23 de abril de 2016

Masabumi Kikuchi "Black Orpheus" (ECM, 2016)



É quando os meninos perguntam a Orfeu se é verdade que ele consegue fazer o sol nascer com as notas do seu violão que pela primeira vez no filme de Marcel Camus se escuta ‘Manhã de Carnaval’. Agora, por conhecer uma história que até o destino enfureceu – essa, a de Orfeu e Eurídice – e talvez por tão bem saber o que é ser-se tocado pela tragédia, Masabumi Kikuchi converte-a num túmulo para a quarta-feira de cinzas trocando a aurora pelo crepúsculo. É que, determinado a superar as dificuldades da vida, como as personagens de “Orfeu Negro”, também ele teve um dia de partir morro acima em busca de felicidade, no caso virando as costas a uma Tóquio reduzida a escombros pelas bombas dos B-29. Por sinal, este “Black Orpheus” foi precisamente gravado na capital japonesa em outubro de 2012. Excetuando o tema de Bonfá e, em encore, ‘Little Abi’, é composto de improvisações: ‘Tokyo Part I’, ‘Part II’ e assim sucessivamente, como se Kikuchi não quisesse mascarar o facto de nem ele ao certo saber o que cada uma delas podia significar. É uma ambiguidade adicional às que já o saturavam.

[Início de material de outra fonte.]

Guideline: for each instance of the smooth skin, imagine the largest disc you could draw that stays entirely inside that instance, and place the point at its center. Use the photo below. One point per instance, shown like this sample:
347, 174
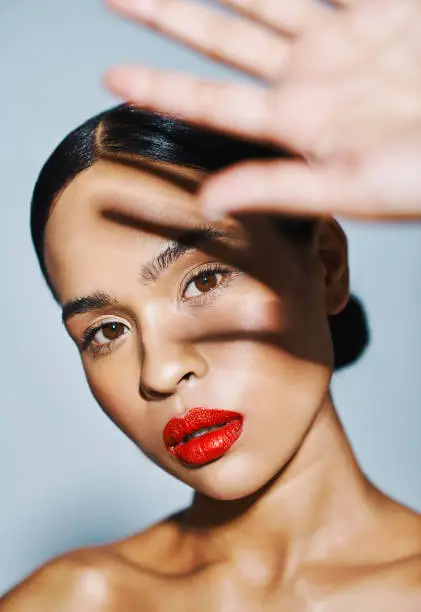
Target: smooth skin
290, 524
286, 520
338, 85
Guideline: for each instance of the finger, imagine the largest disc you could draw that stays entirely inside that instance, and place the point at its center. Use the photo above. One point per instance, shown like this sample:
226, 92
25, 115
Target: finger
286, 16
211, 104
237, 42
294, 187
291, 119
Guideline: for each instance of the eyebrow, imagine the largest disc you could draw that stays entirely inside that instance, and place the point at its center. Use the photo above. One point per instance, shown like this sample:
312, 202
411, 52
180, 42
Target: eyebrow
150, 272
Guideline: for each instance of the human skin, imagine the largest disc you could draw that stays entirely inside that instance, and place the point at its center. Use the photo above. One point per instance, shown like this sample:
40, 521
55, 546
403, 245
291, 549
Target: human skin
340, 86
286, 519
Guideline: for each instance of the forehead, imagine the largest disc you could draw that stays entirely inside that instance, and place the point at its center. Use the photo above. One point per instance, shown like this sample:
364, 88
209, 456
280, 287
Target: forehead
81, 244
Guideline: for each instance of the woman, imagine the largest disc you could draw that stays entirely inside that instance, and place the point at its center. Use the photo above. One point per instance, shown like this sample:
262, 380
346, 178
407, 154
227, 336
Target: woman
282, 517
213, 347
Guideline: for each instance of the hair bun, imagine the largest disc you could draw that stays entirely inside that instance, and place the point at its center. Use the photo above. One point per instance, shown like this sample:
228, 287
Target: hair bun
350, 333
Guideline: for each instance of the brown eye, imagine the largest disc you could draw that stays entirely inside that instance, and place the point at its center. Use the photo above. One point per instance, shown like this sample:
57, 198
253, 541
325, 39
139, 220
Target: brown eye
109, 332
206, 281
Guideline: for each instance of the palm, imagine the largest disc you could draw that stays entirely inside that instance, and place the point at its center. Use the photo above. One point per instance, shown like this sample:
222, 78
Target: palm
341, 87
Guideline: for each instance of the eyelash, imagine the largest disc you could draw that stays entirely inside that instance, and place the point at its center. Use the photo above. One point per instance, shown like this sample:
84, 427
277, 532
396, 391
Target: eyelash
101, 349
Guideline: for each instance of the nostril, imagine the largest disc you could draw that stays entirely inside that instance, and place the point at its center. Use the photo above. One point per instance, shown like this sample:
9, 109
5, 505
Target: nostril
187, 376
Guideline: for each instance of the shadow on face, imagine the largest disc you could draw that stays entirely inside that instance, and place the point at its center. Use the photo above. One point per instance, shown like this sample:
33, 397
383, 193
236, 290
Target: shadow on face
170, 312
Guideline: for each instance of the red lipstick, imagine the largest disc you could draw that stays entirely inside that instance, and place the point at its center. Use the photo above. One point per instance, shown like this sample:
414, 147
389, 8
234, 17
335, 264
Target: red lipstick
206, 446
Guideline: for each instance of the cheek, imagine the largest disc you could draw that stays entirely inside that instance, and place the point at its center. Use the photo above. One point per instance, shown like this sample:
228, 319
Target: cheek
114, 382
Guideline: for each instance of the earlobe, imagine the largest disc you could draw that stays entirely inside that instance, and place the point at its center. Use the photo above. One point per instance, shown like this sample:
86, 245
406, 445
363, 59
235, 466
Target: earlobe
332, 245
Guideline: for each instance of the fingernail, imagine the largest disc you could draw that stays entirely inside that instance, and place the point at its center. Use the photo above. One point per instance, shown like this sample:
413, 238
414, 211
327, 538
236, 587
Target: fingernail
212, 213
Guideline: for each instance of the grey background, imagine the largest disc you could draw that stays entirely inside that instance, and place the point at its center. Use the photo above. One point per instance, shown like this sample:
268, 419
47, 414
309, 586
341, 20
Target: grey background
68, 477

Aliás, marcado quiçá por uma angústia que até ao momento nunca tinha figurado de modo tão flagrante entre as suas fraquezas, trata-se de um conjunto de baladas algo mutilado, este: há melodias plenas de dissonância que levam a becos sem saída; há contrapontos que são como duas correntes marítimas a migrar para direções opostas; há blocos de gelo com as conceções dos impressionistas à deriva; há blues feitos de fumo; há, até, progressões harmónicas que apontam o caminho dos standards mas que ao virar da esquina se provam traiçoeiras. Nas notas de apresentação, Ethan Iverson apelida-as de “adágios notáveis”, pouco depois de sugerir que a arte tardia de Kikuchi se tornava “inquestionavelmente nipónica: distante, subtil, precisa, opaca”. Mais do que o retrato do país do sol nascente que o líder dos Bad Plus parece querer fazer, em que, conforme as circunstâncias, se incluem muitas outras coisas e, inevitavelmente, algumas destas se excluem, importa reconhecer a validade com que os adjetivos de que se socorre se aplicam ao que Kikuchi aqui faz. Não é uma surpresa, para quem o recorda dos Tethered Moon (com Paul Motian e Gary Peacock) ou do Trio 2000, mas será chocante para quem se lembre apenas dos seus LP com Sadao Watanabe e Terumasa Hino ou daqueloutros de fusão, como “Susto”, que gravou a solo. Quando o disco termina é como se tivesse acabado a canção com que um monge se despede de um santuário em ruínas - ouvi-lo é quase um ato de profanação. Kikuchi morreu a 6 de julho de 2015. Este é o seu testamento. É igualmente um último refúgio para o seu orgulho.